A matrícula começava por "A", por ser emitida em Angola.
Fora uma oferta do meu pai a minha mãe. Naquele tempo a vida permitia-lhe isso. Uns anos depois o tecto cair-nos-ia em cima. Ficou desse mundo a pálida fotografia. E memórias tristes por causa desse oferta. Não interessam para o que aqui escrevo. 
A verdade de uma vida é o que dela importa, mescla de memória e de esquecimento. Talvez um dia se escreva da História do Mundo Omitido, como a do meu pequeno mundo, a deste pequeno carro.

Os "assimilados"

Chegou a Malanje, tal como nesta foto se mostra quando chegou a Luanda. Era ministro do Ultramar de Oliveira Salazar. Este, sabê-lo-ia mais tarde quando os estudos me permitiram entender o que nem pressentia, tinha-o ido buscar para o Governo do Estado Novo aos sectores oposicionistas. 
A sua viagem a Angola traduzia um esforço de autonomia controlada, o fim do "Estatuto dos Indígenas", dos "assimilados", dos "brancos de segunda". Adriano Moreira era o homem que servia.
As colónias transformavam-se apressadamente em "províncias ultramarinas", à solução dos massacres, como os da Baixa de Cassange, sucedia uma política "psico-social". Tarde demais.
Na altura eu nada entendia no que dizia respeito a este repintar das fachadas do sistema. Lembro-me sim quando o jovem governante, num igual aceno, extasiado ante a espontânea manifestação local, não se apercebia, ou tentava não se aperceber, de que nas filas de trás do ministerial cortejo seguiam camiões apinhados de nativos, num deles a berrarem «Benfica! Benfica», como se enganados nos vivas, e em outra um "cipaio" empunhando as senhas do almoço à borla que restabeleceria a energia gasta em tanta grita! 

Ecos da Via Sacra

Já se percebeu que esta narrativa não segue nenhuma ordem cronológica, mas a do fluir dos sentimentos.
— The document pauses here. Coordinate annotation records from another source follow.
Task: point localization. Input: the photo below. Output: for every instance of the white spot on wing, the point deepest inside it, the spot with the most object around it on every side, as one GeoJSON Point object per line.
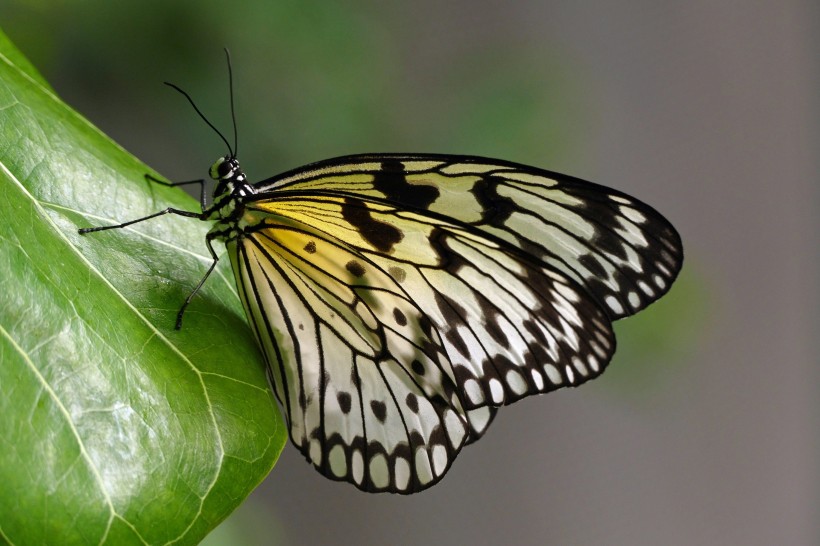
{"type": "Point", "coordinates": [539, 380]}
{"type": "Point", "coordinates": [553, 374]}
{"type": "Point", "coordinates": [516, 382]}
{"type": "Point", "coordinates": [402, 470]}
{"type": "Point", "coordinates": [338, 464]}
{"type": "Point", "coordinates": [473, 390]}
{"type": "Point", "coordinates": [423, 470]}
{"type": "Point", "coordinates": [439, 459]}
{"type": "Point", "coordinates": [614, 304]}
{"type": "Point", "coordinates": [496, 390]}
{"type": "Point", "coordinates": [357, 464]}
{"type": "Point", "coordinates": [379, 474]}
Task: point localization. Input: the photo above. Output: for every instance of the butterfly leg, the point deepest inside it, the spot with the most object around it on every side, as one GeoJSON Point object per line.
{"type": "Point", "coordinates": [169, 210]}
{"type": "Point", "coordinates": [209, 242]}
{"type": "Point", "coordinates": [201, 183]}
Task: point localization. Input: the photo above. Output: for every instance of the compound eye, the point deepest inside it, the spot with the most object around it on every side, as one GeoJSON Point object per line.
{"type": "Point", "coordinates": [224, 169]}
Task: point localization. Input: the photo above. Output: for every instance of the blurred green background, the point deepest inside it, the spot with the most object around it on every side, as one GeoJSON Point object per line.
{"type": "Point", "coordinates": [704, 429]}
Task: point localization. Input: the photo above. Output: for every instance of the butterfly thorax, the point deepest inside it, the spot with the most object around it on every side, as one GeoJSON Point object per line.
{"type": "Point", "coordinates": [229, 194]}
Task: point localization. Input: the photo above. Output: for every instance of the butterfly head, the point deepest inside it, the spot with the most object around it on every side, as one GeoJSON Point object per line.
{"type": "Point", "coordinates": [231, 180]}
{"type": "Point", "coordinates": [225, 168]}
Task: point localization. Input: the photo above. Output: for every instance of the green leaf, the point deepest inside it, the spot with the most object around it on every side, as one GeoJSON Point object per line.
{"type": "Point", "coordinates": [116, 429]}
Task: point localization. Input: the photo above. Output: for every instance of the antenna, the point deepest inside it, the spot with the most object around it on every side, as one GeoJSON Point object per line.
{"type": "Point", "coordinates": [233, 112]}
{"type": "Point", "coordinates": [211, 125]}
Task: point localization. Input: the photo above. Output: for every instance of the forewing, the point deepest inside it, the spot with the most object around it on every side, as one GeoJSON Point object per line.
{"type": "Point", "coordinates": [620, 250]}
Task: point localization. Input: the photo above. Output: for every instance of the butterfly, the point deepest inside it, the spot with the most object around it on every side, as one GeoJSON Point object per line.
{"type": "Point", "coordinates": [401, 299]}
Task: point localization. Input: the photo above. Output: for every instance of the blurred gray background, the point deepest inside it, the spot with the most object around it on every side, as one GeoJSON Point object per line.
{"type": "Point", "coordinates": [705, 428]}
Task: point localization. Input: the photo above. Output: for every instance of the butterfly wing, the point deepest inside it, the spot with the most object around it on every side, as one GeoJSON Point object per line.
{"type": "Point", "coordinates": [620, 250]}
{"type": "Point", "coordinates": [401, 299]}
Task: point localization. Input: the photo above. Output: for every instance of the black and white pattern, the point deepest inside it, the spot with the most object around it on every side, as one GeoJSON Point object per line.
{"type": "Point", "coordinates": [401, 299]}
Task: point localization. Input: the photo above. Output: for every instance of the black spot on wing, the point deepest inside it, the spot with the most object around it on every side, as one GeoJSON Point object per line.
{"type": "Point", "coordinates": [355, 268]}
{"type": "Point", "coordinates": [379, 410]}
{"type": "Point", "coordinates": [495, 209]}
{"type": "Point", "coordinates": [412, 402]}
{"type": "Point", "coordinates": [391, 180]}
{"type": "Point", "coordinates": [401, 320]}
{"type": "Point", "coordinates": [344, 401]}
{"type": "Point", "coordinates": [381, 235]}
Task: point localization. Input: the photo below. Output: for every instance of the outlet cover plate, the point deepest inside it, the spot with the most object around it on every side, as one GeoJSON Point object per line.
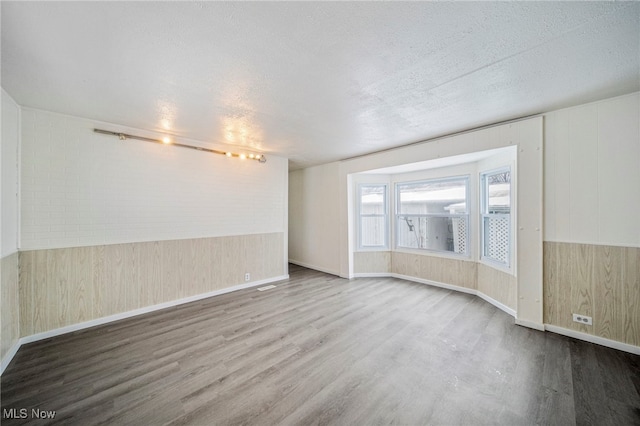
{"type": "Point", "coordinates": [582, 319]}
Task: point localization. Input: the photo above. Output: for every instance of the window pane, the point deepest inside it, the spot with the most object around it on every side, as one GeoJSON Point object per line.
{"type": "Point", "coordinates": [433, 197]}
{"type": "Point", "coordinates": [372, 199]}
{"type": "Point", "coordinates": [499, 191]}
{"type": "Point", "coordinates": [433, 233]}
{"type": "Point", "coordinates": [372, 231]}
{"type": "Point", "coordinates": [496, 238]}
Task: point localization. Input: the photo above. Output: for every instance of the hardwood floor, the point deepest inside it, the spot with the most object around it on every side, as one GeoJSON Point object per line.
{"type": "Point", "coordinates": [319, 349]}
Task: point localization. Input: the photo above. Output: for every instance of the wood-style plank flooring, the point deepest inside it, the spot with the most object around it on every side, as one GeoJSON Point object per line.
{"type": "Point", "coordinates": [319, 349]}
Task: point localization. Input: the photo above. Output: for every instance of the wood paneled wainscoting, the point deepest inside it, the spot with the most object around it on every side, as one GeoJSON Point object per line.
{"type": "Point", "coordinates": [9, 310]}
{"type": "Point", "coordinates": [600, 281]}
{"type": "Point", "coordinates": [67, 286]}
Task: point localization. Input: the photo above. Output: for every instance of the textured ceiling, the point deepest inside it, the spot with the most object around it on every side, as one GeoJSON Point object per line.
{"type": "Point", "coordinates": [316, 82]}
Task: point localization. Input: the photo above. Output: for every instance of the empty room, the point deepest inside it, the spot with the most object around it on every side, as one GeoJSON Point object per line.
{"type": "Point", "coordinates": [328, 213]}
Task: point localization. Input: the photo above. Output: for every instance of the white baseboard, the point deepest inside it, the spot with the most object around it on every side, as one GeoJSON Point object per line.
{"type": "Point", "coordinates": [594, 339]}
{"type": "Point", "coordinates": [9, 356]}
{"type": "Point", "coordinates": [371, 275]}
{"type": "Point", "coordinates": [529, 324]}
{"type": "Point", "coordinates": [315, 268]}
{"type": "Point", "coordinates": [497, 304]}
{"type": "Point", "coordinates": [111, 318]}
{"type": "Point", "coordinates": [434, 283]}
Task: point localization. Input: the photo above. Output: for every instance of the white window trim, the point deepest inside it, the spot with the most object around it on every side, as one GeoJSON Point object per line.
{"type": "Point", "coordinates": [489, 261]}
{"type": "Point", "coordinates": [359, 216]}
{"type": "Point", "coordinates": [467, 216]}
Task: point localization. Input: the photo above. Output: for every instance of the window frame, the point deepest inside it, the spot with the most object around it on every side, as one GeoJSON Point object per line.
{"type": "Point", "coordinates": [385, 215]}
{"type": "Point", "coordinates": [484, 214]}
{"type": "Point", "coordinates": [466, 216]}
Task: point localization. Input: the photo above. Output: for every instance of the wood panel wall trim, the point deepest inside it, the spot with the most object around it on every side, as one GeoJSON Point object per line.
{"type": "Point", "coordinates": [446, 286]}
{"type": "Point", "coordinates": [67, 286]}
{"type": "Point", "coordinates": [595, 280]}
{"type": "Point", "coordinates": [117, 317]}
{"type": "Point", "coordinates": [315, 268]}
{"type": "Point", "coordinates": [10, 309]}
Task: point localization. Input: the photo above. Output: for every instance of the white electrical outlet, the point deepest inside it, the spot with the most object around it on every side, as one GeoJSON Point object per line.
{"type": "Point", "coordinates": [582, 319]}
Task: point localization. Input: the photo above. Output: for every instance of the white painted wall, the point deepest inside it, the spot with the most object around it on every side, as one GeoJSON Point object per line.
{"type": "Point", "coordinates": [9, 171]}
{"type": "Point", "coordinates": [592, 173]}
{"type": "Point", "coordinates": [314, 218]}
{"type": "Point", "coordinates": [79, 188]}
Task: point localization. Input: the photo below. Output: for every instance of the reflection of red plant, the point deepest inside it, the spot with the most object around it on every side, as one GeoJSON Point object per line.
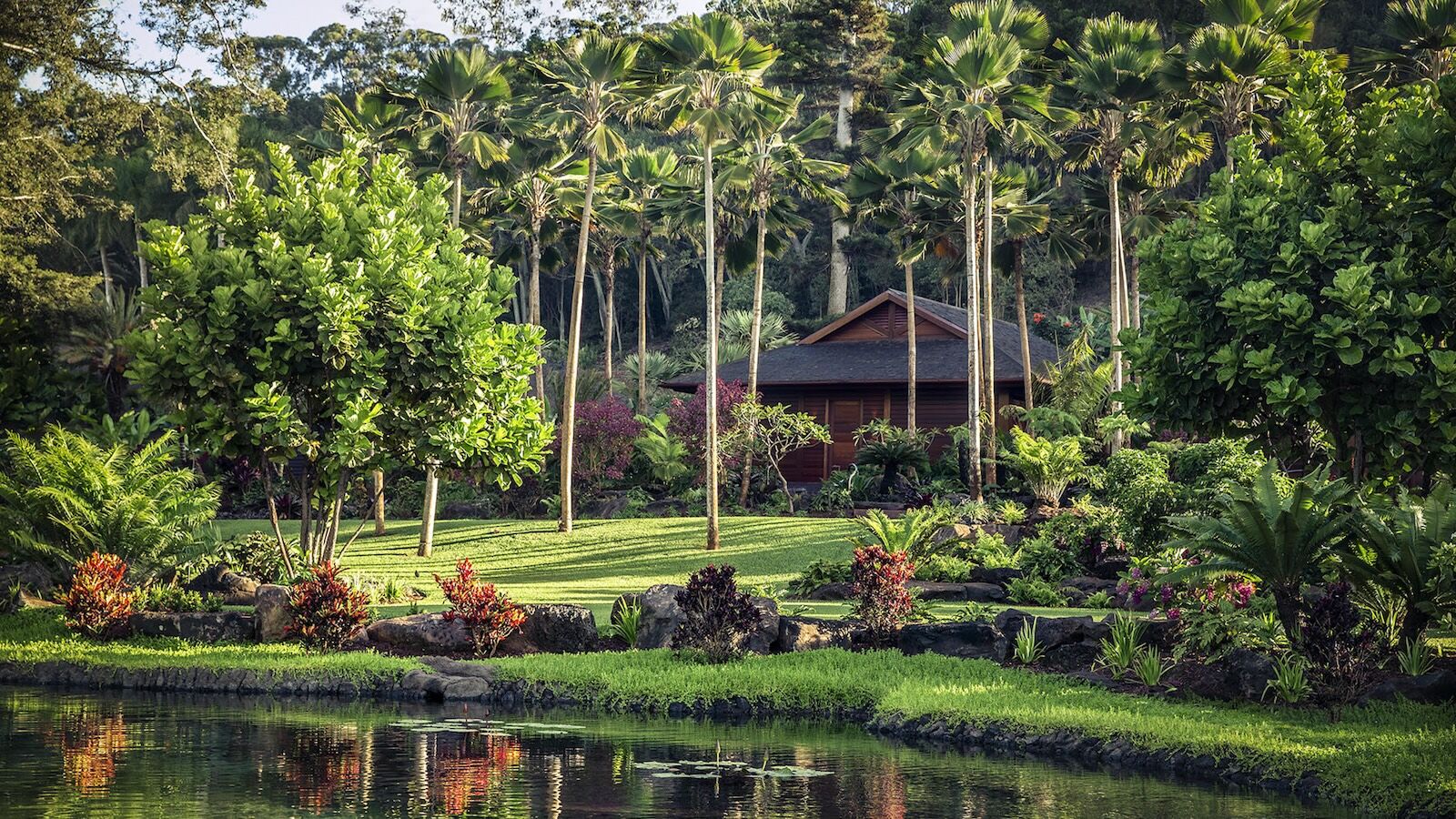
{"type": "Point", "coordinates": [466, 773]}
{"type": "Point", "coordinates": [318, 763]}
{"type": "Point", "coordinates": [325, 610]}
{"type": "Point", "coordinates": [89, 749]}
{"type": "Point", "coordinates": [98, 602]}
{"type": "Point", "coordinates": [487, 612]}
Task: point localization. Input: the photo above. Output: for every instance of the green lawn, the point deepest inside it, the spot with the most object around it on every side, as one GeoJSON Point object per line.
{"type": "Point", "coordinates": [602, 559]}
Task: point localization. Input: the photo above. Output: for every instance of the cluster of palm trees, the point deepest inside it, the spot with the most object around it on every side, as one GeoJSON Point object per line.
{"type": "Point", "coordinates": [972, 159]}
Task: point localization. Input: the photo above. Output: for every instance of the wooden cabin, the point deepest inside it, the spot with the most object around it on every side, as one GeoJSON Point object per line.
{"type": "Point", "coordinates": [855, 369]}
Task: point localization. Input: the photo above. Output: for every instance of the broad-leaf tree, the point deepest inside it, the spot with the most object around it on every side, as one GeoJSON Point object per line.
{"type": "Point", "coordinates": [329, 322]}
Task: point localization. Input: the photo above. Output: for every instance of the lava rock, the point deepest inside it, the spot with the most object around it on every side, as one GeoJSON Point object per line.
{"type": "Point", "coordinates": [1239, 675]}
{"type": "Point", "coordinates": [1431, 688]}
{"type": "Point", "coordinates": [271, 612]}
{"type": "Point", "coordinates": [808, 632]}
{"type": "Point", "coordinates": [967, 640]}
{"type": "Point", "coordinates": [198, 627]}
{"type": "Point", "coordinates": [421, 632]}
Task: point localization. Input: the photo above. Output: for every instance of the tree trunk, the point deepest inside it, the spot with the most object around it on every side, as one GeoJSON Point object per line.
{"type": "Point", "coordinates": [641, 405]}
{"type": "Point", "coordinates": [535, 307]}
{"type": "Point", "coordinates": [1021, 321]}
{"type": "Point", "coordinates": [427, 513]}
{"type": "Point", "coordinates": [568, 398]}
{"type": "Point", "coordinates": [910, 361]}
{"type": "Point", "coordinates": [1117, 302]}
{"type": "Point", "coordinates": [754, 329]}
{"type": "Point", "coordinates": [973, 329]}
{"type": "Point", "coordinates": [379, 501]}
{"type": "Point", "coordinates": [711, 375]}
{"type": "Point", "coordinates": [839, 229]}
{"type": "Point", "coordinates": [106, 274]}
{"type": "Point", "coordinates": [609, 324]}
{"type": "Point", "coordinates": [989, 332]}
{"type": "Point", "coordinates": [143, 274]}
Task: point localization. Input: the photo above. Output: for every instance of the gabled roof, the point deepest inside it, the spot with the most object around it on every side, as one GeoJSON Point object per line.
{"type": "Point", "coordinates": [817, 360]}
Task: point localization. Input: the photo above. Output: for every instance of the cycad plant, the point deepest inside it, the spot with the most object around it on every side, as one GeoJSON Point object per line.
{"type": "Point", "coordinates": [710, 80]}
{"type": "Point", "coordinates": [1280, 530]}
{"type": "Point", "coordinates": [65, 497]}
{"type": "Point", "coordinates": [590, 79]}
{"type": "Point", "coordinates": [1400, 548]}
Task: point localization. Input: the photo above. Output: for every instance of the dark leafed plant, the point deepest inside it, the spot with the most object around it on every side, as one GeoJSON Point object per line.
{"type": "Point", "coordinates": [1400, 547]}
{"type": "Point", "coordinates": [98, 601]}
{"type": "Point", "coordinates": [881, 599]}
{"type": "Point", "coordinates": [1341, 647]}
{"type": "Point", "coordinates": [327, 611]}
{"type": "Point", "coordinates": [717, 615]}
{"type": "Point", "coordinates": [1279, 537]}
{"type": "Point", "coordinates": [485, 611]}
{"type": "Point", "coordinates": [65, 497]}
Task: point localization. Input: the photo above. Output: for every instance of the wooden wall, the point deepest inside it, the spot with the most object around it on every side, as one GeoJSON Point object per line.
{"type": "Point", "coordinates": [844, 409]}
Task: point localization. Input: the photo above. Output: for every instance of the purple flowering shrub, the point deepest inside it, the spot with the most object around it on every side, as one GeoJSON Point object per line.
{"type": "Point", "coordinates": [606, 433]}
{"type": "Point", "coordinates": [688, 421]}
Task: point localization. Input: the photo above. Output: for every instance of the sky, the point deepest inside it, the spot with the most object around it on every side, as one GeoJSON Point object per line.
{"type": "Point", "coordinates": [300, 18]}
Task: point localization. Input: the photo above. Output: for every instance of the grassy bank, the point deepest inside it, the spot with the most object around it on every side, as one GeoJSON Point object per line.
{"type": "Point", "coordinates": [36, 636]}
{"type": "Point", "coordinates": [1380, 758]}
{"type": "Point", "coordinates": [602, 559]}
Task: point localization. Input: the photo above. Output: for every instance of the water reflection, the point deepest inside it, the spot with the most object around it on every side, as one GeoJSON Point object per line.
{"type": "Point", "coordinates": [149, 755]}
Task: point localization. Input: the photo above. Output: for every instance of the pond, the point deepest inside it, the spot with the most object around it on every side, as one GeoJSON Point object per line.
{"type": "Point", "coordinates": [210, 755]}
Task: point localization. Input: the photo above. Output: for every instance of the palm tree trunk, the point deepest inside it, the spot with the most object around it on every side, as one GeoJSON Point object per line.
{"type": "Point", "coordinates": [609, 324]}
{"type": "Point", "coordinates": [711, 375]}
{"type": "Point", "coordinates": [910, 361]}
{"type": "Point", "coordinates": [973, 329]}
{"type": "Point", "coordinates": [379, 501]}
{"type": "Point", "coordinates": [568, 397]}
{"type": "Point", "coordinates": [1118, 300]}
{"type": "Point", "coordinates": [989, 332]}
{"type": "Point", "coordinates": [754, 329]}
{"type": "Point", "coordinates": [641, 405]}
{"type": "Point", "coordinates": [427, 511]}
{"type": "Point", "coordinates": [1021, 321]}
{"type": "Point", "coordinates": [535, 307]}
{"type": "Point", "coordinates": [142, 263]}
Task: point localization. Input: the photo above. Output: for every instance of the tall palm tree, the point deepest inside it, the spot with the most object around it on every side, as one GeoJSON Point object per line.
{"type": "Point", "coordinates": [1230, 72]}
{"type": "Point", "coordinates": [708, 73]}
{"type": "Point", "coordinates": [592, 80]}
{"type": "Point", "coordinates": [972, 91]}
{"type": "Point", "coordinates": [460, 114]}
{"type": "Point", "coordinates": [1424, 34]}
{"type": "Point", "coordinates": [768, 164]}
{"type": "Point", "coordinates": [888, 189]}
{"type": "Point", "coordinates": [644, 174]}
{"type": "Point", "coordinates": [1113, 72]}
{"type": "Point", "coordinates": [531, 196]}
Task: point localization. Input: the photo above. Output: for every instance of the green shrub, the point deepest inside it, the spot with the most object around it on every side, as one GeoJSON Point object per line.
{"type": "Point", "coordinates": [1033, 592]}
{"type": "Point", "coordinates": [65, 497]}
{"type": "Point", "coordinates": [1139, 486]}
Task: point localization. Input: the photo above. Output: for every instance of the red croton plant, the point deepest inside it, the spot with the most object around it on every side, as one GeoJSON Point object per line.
{"type": "Point", "coordinates": [487, 612]}
{"type": "Point", "coordinates": [325, 610]}
{"type": "Point", "coordinates": [99, 601]}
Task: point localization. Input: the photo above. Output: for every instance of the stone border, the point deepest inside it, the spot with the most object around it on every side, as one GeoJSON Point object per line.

Não é uma biografia, mas um passeio pelo interior de uma vida. 
Com o início da guerra, em 1961, percebo hoje em que medida a minha família se dividiu em duas partes. A minha família eram em casa o pai e a mãe. Ele nascera em 1898, fora para África com vinte e poucos anos, como quem se exila voluntariamente, primeiro para São Tomé, onde o seu pai falecera, depois para Cabinda, enfim para Malanje, onde nasci. África era já a sua terra de adopção. Ela, nascida em 1922, fora para Angola para acompanhar os pais, forçada, e sentia-o como um degredo. O regresso à Metrópole foi uma libertação, sem imaginar que viria a ser um aprisionamento.
Viemos morar para Viseu. Lugar para mim desconhecido, terra natal de meu pai, sobrinho neto do Cónego Barreiros, que lhe dera, pois que órfão, estudos gratuitos no Seminário Colégio da Via Sacra, que fundara em 1908. Ali meu pai conheceu e foi condiscípulo de António de Oliveira Salazar. Contou-me quantas vezes o vira, depois de um dia de trabalho como prefeito do Colégio, a retirar-se, para estudar, tirando cuidadosamente as meias e arregaçando as calças, para, em pleno Inverno, meter os pés numa bacia de água gelada e assim não adormecer. Alguém me trouxe há algo tempo um recorte do jornal "Ecos da Via Sacra" em que a escola agradecia «ao senhor Salazar» o que «tem feito pelos nossos rapazes».
Ante o que ouvi em casa e ao ler o jornal uma pessoa entende como tudo o que é nasce afinal do nada.
Ao passar há algum tempo por Fundo de Vila, em Penalva do Castelo (Castendo), concelho de Mangualde, e ao ver tantas ruas com o nome de Barreiros, senti como que a humildade de ser apenas a actualidade temporária de um nome que me antecedeu e que lego aos que me sucederem para que esse nada possa ser no fim tudo quanto há.
José Barreiros Pina do Amaral, filho de José de Pina e de Maria do Amaral. Faleceu tinha eu vinte anos, tinha-me morrido, porém, uns anos antes, porque a vida não é o tempo da existência mas a da essência do que se vive.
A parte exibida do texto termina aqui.